Another issue is that shuffle operations generate many intermediate results which are saved on disk—a very costly operation. This might affect disks that are also being used by Hadoop.

Finally, the Spark driver does not have high availability. The driver is the coordinator for Spark’s applications that communicates with workers. In the current version, Spark’s driver is a single point of failure and this can be a bit of a problem.

How can these challenges be solved?

Uzy: Be careful with the shuffling process when writing Spark applications and manage your partitions in an optimal way, by, for example, using the operation reducByKey/combineByKey instead of groupByKey.

Currently there is an extensive effort in the Spark community to improve the shuffling issues. Some of the suggestions for improvements have already been implemented in versions 1.1.0 and 1.2; others are in progress.

You can also enhance cluster usage by tuning the number of executors and the executor memory size. Too many executors or too much memory might result in idle CPU, while too few executors or too little memory might result in poor performance.

As for the Spark driver, currently it uses all allocated resources from the cluster until it’s stopped. Therefore, you should manually take care of allocating resources for the Spark shell, Spark SQL, JDBC connections and so on. To gain high availability for the Spark driver, you should take this into account when designing your architecture.

How well does Spark currently support SQL?

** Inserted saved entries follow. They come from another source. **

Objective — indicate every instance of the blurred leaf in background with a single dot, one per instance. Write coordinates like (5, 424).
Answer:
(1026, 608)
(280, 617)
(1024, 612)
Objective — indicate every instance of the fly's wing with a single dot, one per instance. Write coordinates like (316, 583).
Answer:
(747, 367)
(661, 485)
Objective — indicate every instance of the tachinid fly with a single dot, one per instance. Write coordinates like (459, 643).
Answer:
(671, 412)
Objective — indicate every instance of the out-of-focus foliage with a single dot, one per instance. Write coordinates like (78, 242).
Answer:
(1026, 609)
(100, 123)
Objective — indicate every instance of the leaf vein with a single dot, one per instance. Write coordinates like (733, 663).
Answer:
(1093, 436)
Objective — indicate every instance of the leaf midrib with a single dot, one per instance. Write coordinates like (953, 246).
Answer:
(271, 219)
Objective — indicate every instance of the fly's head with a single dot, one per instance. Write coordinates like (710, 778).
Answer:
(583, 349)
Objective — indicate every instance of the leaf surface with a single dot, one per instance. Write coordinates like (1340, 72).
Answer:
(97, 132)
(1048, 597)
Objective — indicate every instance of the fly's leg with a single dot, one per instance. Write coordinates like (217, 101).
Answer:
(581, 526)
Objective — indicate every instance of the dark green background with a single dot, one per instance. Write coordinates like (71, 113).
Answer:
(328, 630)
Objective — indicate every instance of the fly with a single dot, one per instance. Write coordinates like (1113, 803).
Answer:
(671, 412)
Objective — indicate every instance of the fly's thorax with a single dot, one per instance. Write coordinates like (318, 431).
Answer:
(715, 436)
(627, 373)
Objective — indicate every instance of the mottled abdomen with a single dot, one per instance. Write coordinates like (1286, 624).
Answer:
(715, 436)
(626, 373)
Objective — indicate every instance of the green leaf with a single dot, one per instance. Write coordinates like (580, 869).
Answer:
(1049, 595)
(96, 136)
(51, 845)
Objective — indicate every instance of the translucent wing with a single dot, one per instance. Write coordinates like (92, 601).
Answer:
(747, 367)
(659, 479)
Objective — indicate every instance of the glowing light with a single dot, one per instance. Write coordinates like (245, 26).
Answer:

Uzy: Although Spark SQL is in alpha, it works pretty well and provides a simple and easy way to write and run SQL queries. Spark SQL uses a query planner/execution engine that reads SQL and plans the way that it will be executed, thus translating logical query plans into Spark RDDs. You can also easily extend Spark SQL by writing your own user-defined functions (UDFs) and you can use it with the Spark Core API.

And Pig?

Uzy: Pig on Spark is developed by Sigmoid Analytics. It is not part of the Spark core components although it is a part of the Spark packages. Pig on Spark uses Pig’s execution plan over MapReduce, hence it doesn’t use Spark’s full functionality. There’s a JIRA ticket about developing new Pig execution plans over Spark.

Is it better to run Spark as a standalone, or on top of Hadoop YARN?

Uzy: If you run Spark on top of YARN, you can utilize services in Hadoop’s ecosystem: HDFS, YARN’s scheduler, YARN’s containers, as well as Kerberos for security purposes.

Another option is running Spark on Mesos. Mesos is a cluster manager which provides an API for resource management and scheduling. The Mesos master can replace the Spark master, so it can take into account other frameworks that run on the cluster and support the dynamic sharing of resources.

Spark can also run as a standalone: it’s simple and easy, it doesn’t require complex cluster management, it’s great for research purposes and it gives you full control of the cluster. Running tasks on a standalone cluster uses the entire cluster resources—there are no penalties for cluster manager, daemons, etc.

In your opinion, what further developments are needed for Spark at the moment?

Uzy: Bug fixes, solving all of the above challenges, finalizing Spark SQL and, again, bug fixes.

Is there anything else that you would like to say about Spark?

Uzy: Spark is a great platform with a rich interface. You can use Spark with Hadoop and you can also work with Spark as standalone or on EC2 or Mesos.

In addition, Spark components provide a unified stack; in other words, it contains several technologies that are built on the Spark core and that use the same concepts. Therefore, the learning curve is easier and there is no need to learn and maintain other solutions. You can even use Spark for streaming.

Moreover, Spark provides a shell interface in Python and Scala which makes the research and development process very fast, easy and enjoyable.

Uzy Hadad is a recognized Big Data specialist with a wide range of experience in research and hands-on consulting services. He is a lecturer at the Academic College of Tel Aviv-Yafo and the founder of Inroid. Inroid supports and guides start-ups and organizations through the new challenges and risks of Big Data. Uzy also holds a PhD in mathematics and computer science from the Hebrew University of Jerusalem.